La retraitante en fit bientôt l’épreuve.
« Afin que la grandeur des révélations ne m’exaltât pas, dit saint Paul, il me fut donné un stimulant de ma chair : un ange de Satan, qui me souffleta… Ce pourquoi, afin qu’il s’éloignât de moi, je priai trois fois le Seigneur et il me dit : Ma grâce te suffit ; car la vertu se parfait dans l’infirmité… »
En plein état de bonheur mystique, un jour, étant en oraison devant le tabernacle, Stéphanie reçut le soufflet de l’ange pervers.

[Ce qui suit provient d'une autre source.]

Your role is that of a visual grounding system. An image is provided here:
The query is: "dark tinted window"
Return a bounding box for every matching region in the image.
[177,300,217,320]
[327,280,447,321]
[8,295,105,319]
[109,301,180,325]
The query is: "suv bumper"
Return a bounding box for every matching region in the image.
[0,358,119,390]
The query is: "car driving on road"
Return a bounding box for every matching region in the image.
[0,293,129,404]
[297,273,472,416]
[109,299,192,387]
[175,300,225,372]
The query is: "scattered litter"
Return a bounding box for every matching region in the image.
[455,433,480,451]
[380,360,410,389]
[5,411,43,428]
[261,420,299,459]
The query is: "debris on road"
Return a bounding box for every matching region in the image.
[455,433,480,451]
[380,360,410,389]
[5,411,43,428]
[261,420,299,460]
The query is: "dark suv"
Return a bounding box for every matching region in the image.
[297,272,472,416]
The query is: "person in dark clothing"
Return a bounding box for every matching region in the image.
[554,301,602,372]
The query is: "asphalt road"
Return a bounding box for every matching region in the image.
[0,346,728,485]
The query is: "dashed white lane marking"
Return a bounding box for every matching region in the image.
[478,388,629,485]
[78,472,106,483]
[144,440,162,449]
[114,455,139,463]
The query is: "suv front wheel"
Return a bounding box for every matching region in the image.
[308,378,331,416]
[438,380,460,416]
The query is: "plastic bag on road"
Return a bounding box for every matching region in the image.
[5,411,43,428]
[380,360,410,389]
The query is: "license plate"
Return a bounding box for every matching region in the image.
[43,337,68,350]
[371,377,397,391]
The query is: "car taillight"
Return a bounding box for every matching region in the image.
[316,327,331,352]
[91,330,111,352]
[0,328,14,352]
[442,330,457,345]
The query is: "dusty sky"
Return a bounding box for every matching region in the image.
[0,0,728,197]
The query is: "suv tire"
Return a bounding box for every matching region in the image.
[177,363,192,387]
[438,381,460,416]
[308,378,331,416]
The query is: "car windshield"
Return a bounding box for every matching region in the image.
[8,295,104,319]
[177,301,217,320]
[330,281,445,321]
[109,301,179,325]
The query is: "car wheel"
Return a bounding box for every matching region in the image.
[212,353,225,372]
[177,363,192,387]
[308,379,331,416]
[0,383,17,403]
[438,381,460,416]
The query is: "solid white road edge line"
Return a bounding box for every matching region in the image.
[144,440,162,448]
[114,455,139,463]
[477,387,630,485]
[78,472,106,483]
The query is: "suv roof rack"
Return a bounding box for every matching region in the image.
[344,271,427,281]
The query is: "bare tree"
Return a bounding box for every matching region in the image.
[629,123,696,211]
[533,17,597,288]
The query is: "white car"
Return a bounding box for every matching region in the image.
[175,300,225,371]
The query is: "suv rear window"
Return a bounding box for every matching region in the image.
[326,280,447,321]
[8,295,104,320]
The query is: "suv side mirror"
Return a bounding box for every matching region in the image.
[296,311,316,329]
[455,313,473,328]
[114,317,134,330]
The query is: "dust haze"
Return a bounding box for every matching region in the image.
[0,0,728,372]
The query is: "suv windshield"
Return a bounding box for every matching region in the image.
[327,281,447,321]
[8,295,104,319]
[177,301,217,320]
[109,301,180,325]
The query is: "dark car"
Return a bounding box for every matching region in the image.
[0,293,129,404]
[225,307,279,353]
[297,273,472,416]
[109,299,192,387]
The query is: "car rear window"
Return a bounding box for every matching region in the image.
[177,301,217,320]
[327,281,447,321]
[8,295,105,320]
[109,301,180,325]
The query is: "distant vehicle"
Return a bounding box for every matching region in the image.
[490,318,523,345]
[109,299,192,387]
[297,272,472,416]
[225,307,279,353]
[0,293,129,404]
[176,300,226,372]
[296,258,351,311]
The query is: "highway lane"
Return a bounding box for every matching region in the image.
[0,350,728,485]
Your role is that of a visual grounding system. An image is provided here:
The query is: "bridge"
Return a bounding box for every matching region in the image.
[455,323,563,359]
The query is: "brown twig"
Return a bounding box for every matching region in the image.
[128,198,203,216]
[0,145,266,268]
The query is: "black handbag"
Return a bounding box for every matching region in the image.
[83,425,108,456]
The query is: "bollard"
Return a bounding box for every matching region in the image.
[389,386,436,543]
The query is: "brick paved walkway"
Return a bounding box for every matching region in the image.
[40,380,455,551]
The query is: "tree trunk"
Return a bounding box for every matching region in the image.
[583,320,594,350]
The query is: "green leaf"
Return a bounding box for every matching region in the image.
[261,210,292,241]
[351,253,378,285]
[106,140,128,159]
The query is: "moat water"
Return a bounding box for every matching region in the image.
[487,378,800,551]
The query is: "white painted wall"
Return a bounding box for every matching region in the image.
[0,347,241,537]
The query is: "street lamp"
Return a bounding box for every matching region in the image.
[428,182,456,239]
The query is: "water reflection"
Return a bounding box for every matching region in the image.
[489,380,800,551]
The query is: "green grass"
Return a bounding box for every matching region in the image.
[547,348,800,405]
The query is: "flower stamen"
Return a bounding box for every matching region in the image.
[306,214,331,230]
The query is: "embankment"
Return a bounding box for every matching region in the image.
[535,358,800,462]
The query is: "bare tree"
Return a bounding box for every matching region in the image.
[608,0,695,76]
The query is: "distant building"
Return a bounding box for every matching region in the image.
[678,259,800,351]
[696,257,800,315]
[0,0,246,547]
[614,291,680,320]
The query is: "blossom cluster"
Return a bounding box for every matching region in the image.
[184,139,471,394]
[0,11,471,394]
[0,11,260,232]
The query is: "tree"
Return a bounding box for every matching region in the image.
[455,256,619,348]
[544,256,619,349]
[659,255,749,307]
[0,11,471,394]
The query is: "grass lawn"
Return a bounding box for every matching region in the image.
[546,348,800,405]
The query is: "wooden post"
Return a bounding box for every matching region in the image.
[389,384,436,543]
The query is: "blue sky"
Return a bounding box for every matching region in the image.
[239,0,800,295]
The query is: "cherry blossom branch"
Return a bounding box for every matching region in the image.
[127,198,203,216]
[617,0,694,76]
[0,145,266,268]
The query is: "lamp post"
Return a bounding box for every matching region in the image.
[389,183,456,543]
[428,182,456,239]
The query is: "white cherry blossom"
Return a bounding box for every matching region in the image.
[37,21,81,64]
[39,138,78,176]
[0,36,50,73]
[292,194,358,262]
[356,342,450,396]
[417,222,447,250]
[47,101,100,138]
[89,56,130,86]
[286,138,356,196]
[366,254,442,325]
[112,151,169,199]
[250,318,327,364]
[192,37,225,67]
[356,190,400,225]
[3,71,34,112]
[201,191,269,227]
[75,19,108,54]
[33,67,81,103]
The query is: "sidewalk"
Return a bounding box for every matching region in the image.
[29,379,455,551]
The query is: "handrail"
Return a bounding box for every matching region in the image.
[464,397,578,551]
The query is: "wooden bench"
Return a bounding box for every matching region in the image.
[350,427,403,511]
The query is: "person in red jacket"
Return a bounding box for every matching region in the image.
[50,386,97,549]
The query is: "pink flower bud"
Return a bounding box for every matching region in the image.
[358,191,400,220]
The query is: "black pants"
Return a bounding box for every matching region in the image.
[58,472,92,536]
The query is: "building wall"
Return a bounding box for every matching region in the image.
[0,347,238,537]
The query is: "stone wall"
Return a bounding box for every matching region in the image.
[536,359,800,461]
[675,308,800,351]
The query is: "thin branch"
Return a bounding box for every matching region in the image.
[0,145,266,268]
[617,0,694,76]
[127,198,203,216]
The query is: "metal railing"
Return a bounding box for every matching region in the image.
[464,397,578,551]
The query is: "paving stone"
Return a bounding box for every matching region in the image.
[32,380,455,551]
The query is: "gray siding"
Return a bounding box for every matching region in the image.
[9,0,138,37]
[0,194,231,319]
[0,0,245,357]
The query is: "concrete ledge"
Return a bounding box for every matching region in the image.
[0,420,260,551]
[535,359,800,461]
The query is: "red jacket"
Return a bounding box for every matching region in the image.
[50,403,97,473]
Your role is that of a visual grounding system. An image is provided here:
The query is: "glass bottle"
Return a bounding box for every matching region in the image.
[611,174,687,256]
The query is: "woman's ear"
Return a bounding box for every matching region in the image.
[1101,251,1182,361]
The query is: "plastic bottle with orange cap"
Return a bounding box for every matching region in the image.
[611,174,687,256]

Tous les mystiques, sauf quelques privilégiés (les deux saintes Thérèse, la grande et la « petite », sont parmi ces exceptions), ont reçu le soufflet de Satan.
Écoutez Marguerite-Marie, la bienheureuse, racontant sa propre vie :
« Ma Supérieure me dit : Allez tenir la place de notre roi (Louis XIV) devant le Saint-Sacrement… Et y étant, je me sentis si fortement attaquée d’abominables tentations d’impuretés qu’il me semblait être déjà en enfer. Je soutins cette peine plusieurs heures, jusqu’à ce que ma Supérieure m’eût levée de cette obéissance… »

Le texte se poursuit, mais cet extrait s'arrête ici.